All day I made sure to keep my phone with me, anticipating that phone call I would be receiving. I waited and waited. Lunch no phone call. I began to doubt whether I heard this voice right. Another few hours passed. Nothing. Then around 3pm my phone rang, displaying my case workers name on the caller I.d. This was it. Here it comes, the request. So I answered and she started by saying she has a referral she wants to ask me about. She explained the situation. Told me what little info she has. I tossed the words around in my head. I bit my cheek (nervous habit), I asked Matt what he thought. I hung up not giving her an answer, telling her I would let her know in a bit. Why was this so hard to decide? This is what God had been preparing me for all day. So together Matt and I agreed that we would accept these kids.
Fast forward. A week had passed and still no word on these 2 kids. (my patience was wearing thin) We didn’t know if we would get them or not. In that time we had received 2 more referrals, which I declined, stating my heart was with those 2. I wanted to wait.
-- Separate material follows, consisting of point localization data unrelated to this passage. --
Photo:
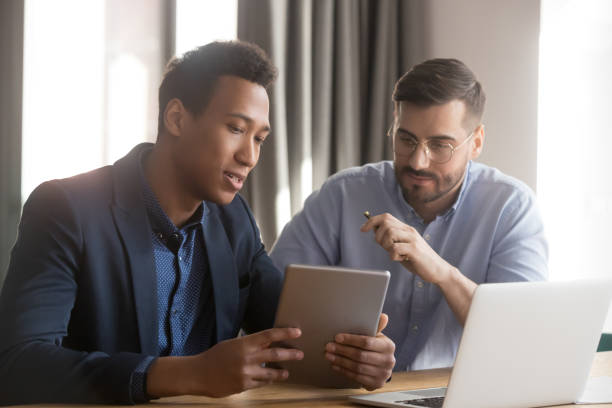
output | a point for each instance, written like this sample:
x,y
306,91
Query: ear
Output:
x,y
477,142
174,117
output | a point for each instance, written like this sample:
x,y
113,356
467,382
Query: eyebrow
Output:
x,y
247,119
435,137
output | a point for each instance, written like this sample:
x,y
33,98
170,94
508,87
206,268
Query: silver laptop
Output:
x,y
524,344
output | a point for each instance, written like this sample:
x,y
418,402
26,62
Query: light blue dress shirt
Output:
x,y
492,233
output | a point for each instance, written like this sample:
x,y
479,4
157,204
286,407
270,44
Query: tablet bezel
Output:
x,y
324,301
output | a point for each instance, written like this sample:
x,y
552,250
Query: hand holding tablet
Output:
x,y
338,311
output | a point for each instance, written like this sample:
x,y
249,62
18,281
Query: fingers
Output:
x,y
370,369
265,337
374,222
277,354
382,323
362,348
258,376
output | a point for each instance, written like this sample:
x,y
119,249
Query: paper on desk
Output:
x,y
597,391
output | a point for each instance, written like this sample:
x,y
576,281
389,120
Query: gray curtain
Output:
x,y
331,106
11,64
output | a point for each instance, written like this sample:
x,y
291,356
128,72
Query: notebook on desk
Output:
x,y
524,344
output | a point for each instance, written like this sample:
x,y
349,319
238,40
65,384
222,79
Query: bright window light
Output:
x,y
63,89
574,143
199,22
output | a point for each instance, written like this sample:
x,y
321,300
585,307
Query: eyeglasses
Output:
x,y
437,151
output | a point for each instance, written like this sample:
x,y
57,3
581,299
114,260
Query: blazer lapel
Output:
x,y
223,275
133,225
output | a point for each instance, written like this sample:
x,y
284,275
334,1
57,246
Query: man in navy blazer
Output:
x,y
131,282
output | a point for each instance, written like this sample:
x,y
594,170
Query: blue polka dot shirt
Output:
x,y
185,303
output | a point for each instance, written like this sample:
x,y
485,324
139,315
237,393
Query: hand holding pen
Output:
x,y
404,244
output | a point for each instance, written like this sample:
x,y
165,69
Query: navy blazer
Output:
x,y
78,310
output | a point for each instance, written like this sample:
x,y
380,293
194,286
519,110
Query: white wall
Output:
x,y
498,40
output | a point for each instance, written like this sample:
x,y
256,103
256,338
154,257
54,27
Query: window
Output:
x,y
574,137
91,73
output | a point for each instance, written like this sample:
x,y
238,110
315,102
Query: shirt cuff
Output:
x,y
138,381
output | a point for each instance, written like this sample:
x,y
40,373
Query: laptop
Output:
x,y
525,344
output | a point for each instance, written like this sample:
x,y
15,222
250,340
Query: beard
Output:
x,y
417,194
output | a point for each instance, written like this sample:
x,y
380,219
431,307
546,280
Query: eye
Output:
x,y
437,146
235,129
409,141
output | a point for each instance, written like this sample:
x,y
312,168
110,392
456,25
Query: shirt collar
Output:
x,y
160,222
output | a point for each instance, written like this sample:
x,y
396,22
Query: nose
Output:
x,y
248,152
419,159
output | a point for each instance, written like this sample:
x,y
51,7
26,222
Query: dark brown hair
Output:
x,y
192,77
441,80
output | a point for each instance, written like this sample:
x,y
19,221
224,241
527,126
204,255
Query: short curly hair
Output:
x,y
441,80
192,77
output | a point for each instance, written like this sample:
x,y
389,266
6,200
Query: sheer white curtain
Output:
x,y
575,137
91,72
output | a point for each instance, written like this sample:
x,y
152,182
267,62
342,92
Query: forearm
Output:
x,y
168,376
458,291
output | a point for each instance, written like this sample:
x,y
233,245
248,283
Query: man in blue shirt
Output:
x,y
132,281
440,223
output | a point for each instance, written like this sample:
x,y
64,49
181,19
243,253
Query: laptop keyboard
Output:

This past Monday around 10 am my phone again rang, confirming these 2 kids would be coming to our home! Luckily I found 2 twin beds for sale last week for $50, AND I bought them. I knew I would need them. 🙂 Plus as a foster parent you can never have too many beds.
So today we get to meet these 2 children. Ages 9 and 6. And tomorrow they move in. (Eeek!!!) I am not sure what the plans are with these kids. I am not sure what the future holds, but I do know that God has his hand in this 100%. No doubt in my mind he prepared me last week for these plans. And I am sure it isn’t going to be easy…..5 kids…..shew!!! But I know that I will be able to handle it. God’s got this!